Skip to content

Empowering Earth System Science through Julia for Optimized Processing and Statistical Driver Attribution in Big Data

The availability of remote sensing information of the Earth has increased exponentially over the last decades. This trend is expected to continue as new remote sensing products from new satellite missions become available. To keep the pace with the amount of information gathered by the various sensors orbiting the Earth, it is essential to develop tools that allow scientists and students to easily manipulate and perform operations on spatio-temporal gridded data. Ideally, the new generation tools should be able to run, and interact with data on cloud platforms rather than individual computers. In this pilot, we developed a new Julia package as an entrance point to high-performance computing based on the YAXArrays.jl package, the YAXArraysToolbox package 1. The front-end of the YAXArraysToolbox package is divided in two modules, the first one (Basic Operations, Media 1) contains a set of basic operations to process and visualize large gridded data in a very efficient way. The second module (Spatio-Temporal Analyses, Media 2) contains a set of tools to perform data-driven attribution, e.g., using the space-for-time concept, and spatio-temporal data partitioning for cross-validation analyses based on 2, 3, and 4. We anticipate that the package will be beneficial to various domains within the Earth system data science, and Julia user communities by providing a user-friendly environment. Advanced users will also benefit by taking advantage of the implemented analyses to perform data-driven attribution using machine learning techniques and semi-empirical modeling.

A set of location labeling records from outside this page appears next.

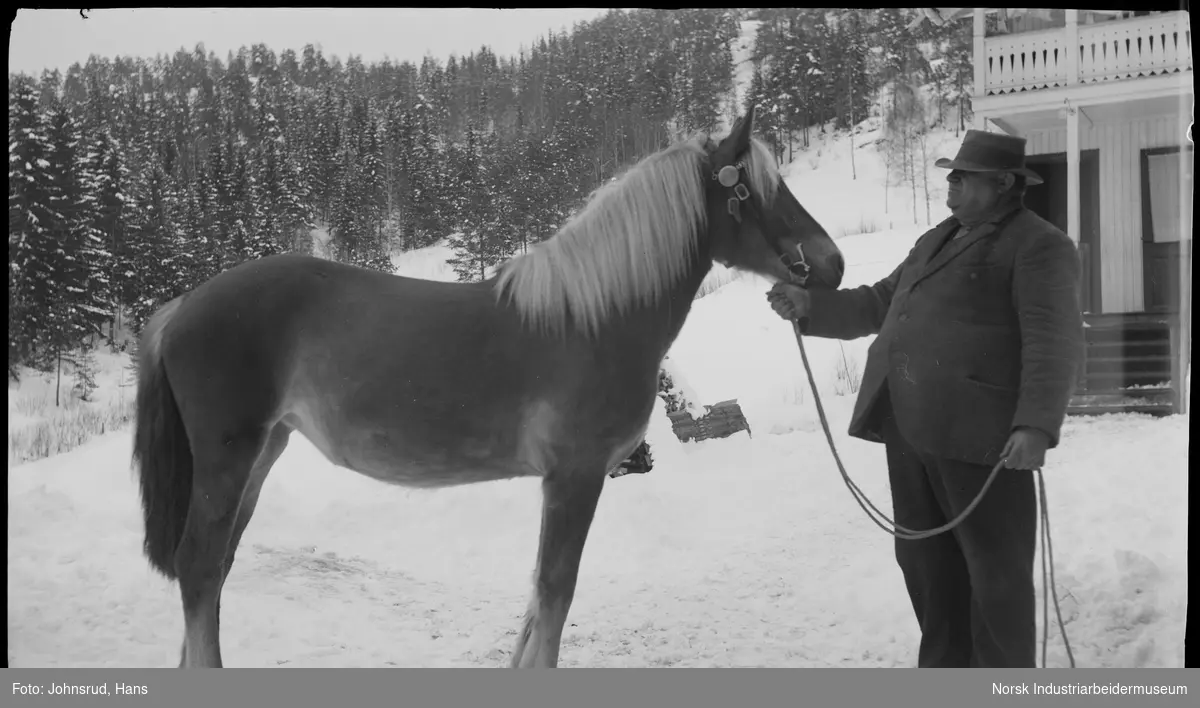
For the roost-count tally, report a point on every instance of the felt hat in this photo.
(983, 151)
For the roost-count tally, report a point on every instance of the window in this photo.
(1161, 175)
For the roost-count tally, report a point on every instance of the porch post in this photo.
(1183, 351)
(1071, 40)
(981, 66)
(1073, 175)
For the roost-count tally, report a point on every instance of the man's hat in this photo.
(983, 151)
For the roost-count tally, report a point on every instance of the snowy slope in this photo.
(732, 552)
(743, 551)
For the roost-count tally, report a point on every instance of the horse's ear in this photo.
(738, 141)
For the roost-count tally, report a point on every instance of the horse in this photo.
(549, 369)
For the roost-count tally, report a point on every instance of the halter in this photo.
(731, 177)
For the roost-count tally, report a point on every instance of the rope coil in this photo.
(1048, 582)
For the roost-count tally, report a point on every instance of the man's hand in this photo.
(789, 301)
(1026, 449)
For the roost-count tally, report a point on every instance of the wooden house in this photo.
(1105, 101)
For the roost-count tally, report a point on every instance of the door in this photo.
(1165, 240)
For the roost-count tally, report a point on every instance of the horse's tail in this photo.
(161, 449)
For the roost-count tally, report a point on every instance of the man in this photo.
(979, 337)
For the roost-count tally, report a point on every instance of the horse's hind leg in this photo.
(569, 505)
(276, 443)
(223, 473)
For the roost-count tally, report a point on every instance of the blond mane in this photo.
(630, 243)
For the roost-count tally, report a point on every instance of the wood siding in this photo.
(1120, 147)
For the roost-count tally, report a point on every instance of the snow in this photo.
(743, 551)
(731, 552)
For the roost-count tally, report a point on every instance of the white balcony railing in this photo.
(1107, 52)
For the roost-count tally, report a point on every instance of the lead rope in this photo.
(1048, 581)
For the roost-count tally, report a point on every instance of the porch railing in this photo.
(1107, 52)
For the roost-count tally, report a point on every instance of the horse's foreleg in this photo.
(569, 504)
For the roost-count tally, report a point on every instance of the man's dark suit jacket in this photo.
(976, 336)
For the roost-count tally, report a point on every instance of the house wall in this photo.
(1120, 144)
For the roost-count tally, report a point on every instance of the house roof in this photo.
(941, 16)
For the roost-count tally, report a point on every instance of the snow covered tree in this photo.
(30, 222)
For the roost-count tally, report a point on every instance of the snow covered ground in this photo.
(732, 552)
(744, 551)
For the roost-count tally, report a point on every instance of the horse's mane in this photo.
(631, 241)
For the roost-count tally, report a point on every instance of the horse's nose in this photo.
(838, 264)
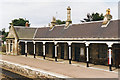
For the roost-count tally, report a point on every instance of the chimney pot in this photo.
(27, 24)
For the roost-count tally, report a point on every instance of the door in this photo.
(117, 57)
(22, 48)
(62, 51)
(77, 52)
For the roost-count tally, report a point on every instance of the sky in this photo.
(40, 12)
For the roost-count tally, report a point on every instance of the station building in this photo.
(91, 42)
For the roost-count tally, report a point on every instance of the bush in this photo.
(4, 48)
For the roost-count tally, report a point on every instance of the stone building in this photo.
(91, 42)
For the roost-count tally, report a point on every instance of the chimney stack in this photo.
(107, 17)
(27, 24)
(53, 23)
(68, 21)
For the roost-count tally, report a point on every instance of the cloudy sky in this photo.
(40, 12)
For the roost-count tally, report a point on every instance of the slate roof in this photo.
(23, 32)
(85, 30)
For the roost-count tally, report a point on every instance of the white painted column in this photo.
(9, 47)
(6, 47)
(12, 48)
(87, 53)
(69, 44)
(44, 50)
(34, 49)
(110, 55)
(26, 48)
(55, 50)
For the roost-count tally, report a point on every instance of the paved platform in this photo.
(62, 67)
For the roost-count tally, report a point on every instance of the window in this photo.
(102, 49)
(10, 47)
(81, 51)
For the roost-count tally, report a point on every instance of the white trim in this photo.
(35, 33)
(77, 38)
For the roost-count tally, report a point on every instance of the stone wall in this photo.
(30, 72)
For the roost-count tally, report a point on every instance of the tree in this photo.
(19, 22)
(93, 17)
(4, 34)
(60, 22)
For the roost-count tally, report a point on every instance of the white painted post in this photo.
(110, 55)
(12, 47)
(34, 49)
(44, 50)
(87, 52)
(6, 47)
(55, 51)
(26, 48)
(9, 47)
(69, 44)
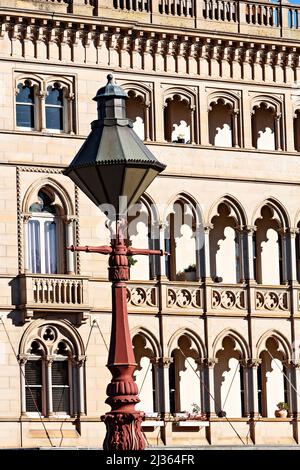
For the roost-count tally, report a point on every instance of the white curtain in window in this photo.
(50, 248)
(34, 246)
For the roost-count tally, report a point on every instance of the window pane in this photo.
(60, 373)
(50, 248)
(33, 372)
(33, 381)
(34, 399)
(25, 94)
(54, 96)
(34, 246)
(61, 399)
(60, 387)
(25, 115)
(54, 118)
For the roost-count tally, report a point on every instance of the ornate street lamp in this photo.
(114, 167)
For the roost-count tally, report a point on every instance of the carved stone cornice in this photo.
(163, 362)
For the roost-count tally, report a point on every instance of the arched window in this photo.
(223, 124)
(272, 383)
(43, 235)
(139, 111)
(144, 374)
(179, 120)
(52, 373)
(185, 377)
(25, 105)
(266, 127)
(142, 235)
(54, 108)
(229, 380)
(297, 130)
(34, 379)
(270, 249)
(225, 249)
(182, 242)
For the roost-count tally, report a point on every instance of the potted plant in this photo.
(190, 272)
(282, 411)
(196, 413)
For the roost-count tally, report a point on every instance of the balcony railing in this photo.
(78, 294)
(48, 292)
(250, 17)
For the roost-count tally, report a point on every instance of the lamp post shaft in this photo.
(123, 422)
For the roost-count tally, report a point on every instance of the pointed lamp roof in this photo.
(113, 166)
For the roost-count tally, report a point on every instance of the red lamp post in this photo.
(114, 167)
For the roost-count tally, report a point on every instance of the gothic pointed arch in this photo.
(275, 353)
(49, 226)
(52, 357)
(184, 238)
(227, 219)
(224, 119)
(180, 123)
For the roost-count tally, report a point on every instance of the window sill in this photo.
(194, 424)
(56, 418)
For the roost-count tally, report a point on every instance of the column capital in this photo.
(211, 361)
(254, 362)
(22, 359)
(26, 218)
(250, 229)
(68, 219)
(163, 362)
(49, 360)
(208, 227)
(293, 231)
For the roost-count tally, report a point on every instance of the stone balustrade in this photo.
(81, 294)
(259, 18)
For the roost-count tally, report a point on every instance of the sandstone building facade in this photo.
(214, 91)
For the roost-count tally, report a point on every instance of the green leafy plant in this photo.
(131, 261)
(196, 408)
(190, 269)
(282, 406)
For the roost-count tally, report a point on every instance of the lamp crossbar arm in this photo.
(107, 250)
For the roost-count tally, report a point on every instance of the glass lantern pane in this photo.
(54, 118)
(54, 96)
(34, 247)
(25, 94)
(25, 115)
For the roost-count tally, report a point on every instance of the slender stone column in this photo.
(42, 110)
(80, 365)
(69, 221)
(162, 259)
(235, 128)
(147, 124)
(26, 218)
(249, 261)
(291, 239)
(213, 407)
(207, 229)
(162, 383)
(277, 121)
(49, 362)
(246, 371)
(295, 377)
(253, 365)
(22, 361)
(199, 241)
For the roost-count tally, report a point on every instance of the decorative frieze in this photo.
(141, 296)
(184, 298)
(228, 299)
(272, 300)
(110, 46)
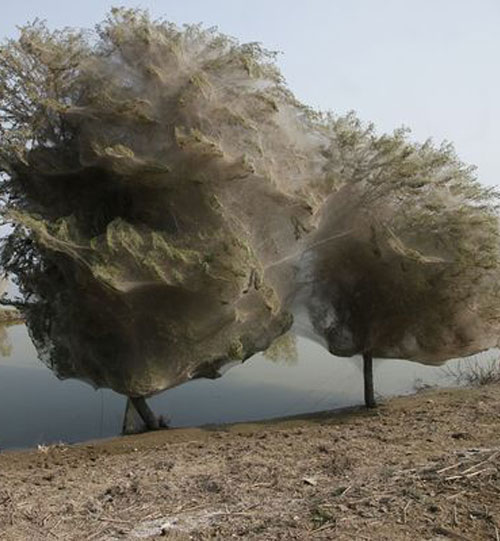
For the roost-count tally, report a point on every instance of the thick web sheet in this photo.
(175, 209)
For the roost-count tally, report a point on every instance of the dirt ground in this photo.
(420, 467)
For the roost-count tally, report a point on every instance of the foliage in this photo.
(174, 207)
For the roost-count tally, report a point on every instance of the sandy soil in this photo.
(419, 467)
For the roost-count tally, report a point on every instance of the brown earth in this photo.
(419, 467)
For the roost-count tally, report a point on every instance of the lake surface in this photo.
(37, 408)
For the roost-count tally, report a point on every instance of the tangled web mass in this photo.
(175, 208)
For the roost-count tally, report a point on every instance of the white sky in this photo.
(432, 65)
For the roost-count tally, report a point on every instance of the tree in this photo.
(405, 262)
(152, 176)
(174, 207)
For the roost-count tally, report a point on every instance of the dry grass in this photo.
(474, 372)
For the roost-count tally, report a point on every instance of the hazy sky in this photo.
(432, 65)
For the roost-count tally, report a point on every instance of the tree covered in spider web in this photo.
(174, 208)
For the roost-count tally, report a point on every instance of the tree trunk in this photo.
(146, 413)
(368, 379)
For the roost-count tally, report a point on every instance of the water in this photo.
(37, 408)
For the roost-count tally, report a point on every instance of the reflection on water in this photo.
(35, 407)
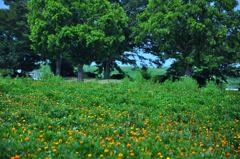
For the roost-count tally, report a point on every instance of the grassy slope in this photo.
(59, 119)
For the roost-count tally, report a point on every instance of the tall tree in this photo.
(15, 52)
(114, 24)
(203, 36)
(46, 18)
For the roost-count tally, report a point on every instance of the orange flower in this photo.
(89, 155)
(132, 154)
(81, 142)
(128, 145)
(106, 150)
(120, 155)
(227, 155)
(26, 139)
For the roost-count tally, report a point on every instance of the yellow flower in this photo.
(120, 155)
(81, 142)
(106, 150)
(132, 154)
(89, 155)
(128, 145)
(26, 139)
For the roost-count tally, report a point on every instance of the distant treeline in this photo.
(203, 36)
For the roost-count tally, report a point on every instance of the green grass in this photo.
(59, 119)
(233, 82)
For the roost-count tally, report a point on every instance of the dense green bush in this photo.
(140, 119)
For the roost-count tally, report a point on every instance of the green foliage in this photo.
(15, 50)
(201, 35)
(77, 120)
(45, 72)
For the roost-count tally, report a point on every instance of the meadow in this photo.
(54, 118)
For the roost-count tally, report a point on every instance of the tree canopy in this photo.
(203, 36)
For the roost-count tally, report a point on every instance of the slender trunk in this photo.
(80, 72)
(58, 64)
(188, 71)
(107, 70)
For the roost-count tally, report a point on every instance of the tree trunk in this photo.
(80, 72)
(188, 71)
(107, 70)
(58, 64)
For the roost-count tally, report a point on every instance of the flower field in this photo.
(68, 120)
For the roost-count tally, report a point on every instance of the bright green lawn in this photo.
(59, 119)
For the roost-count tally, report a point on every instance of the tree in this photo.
(46, 18)
(203, 36)
(15, 52)
(114, 24)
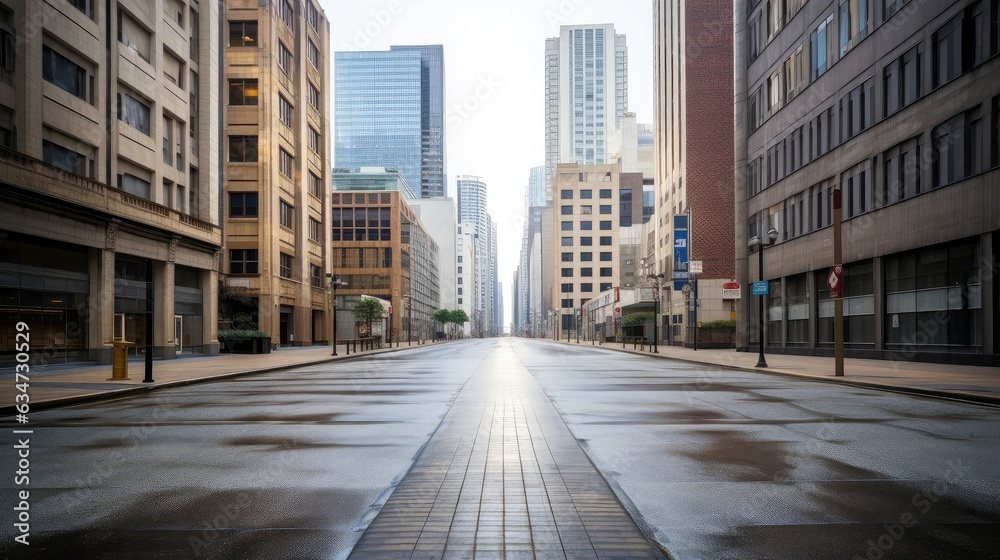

We intend to further enhance the capabilities of the package by incorporating additional functions useful for statistical driver attribution in large datasets, including forward feature selection based on regularized regression.

YAXArraysToolbox package. Basic operations module. Structure and functions.
Media 1: YAXArraysToolbox package. Basic operations module. Structure and functions.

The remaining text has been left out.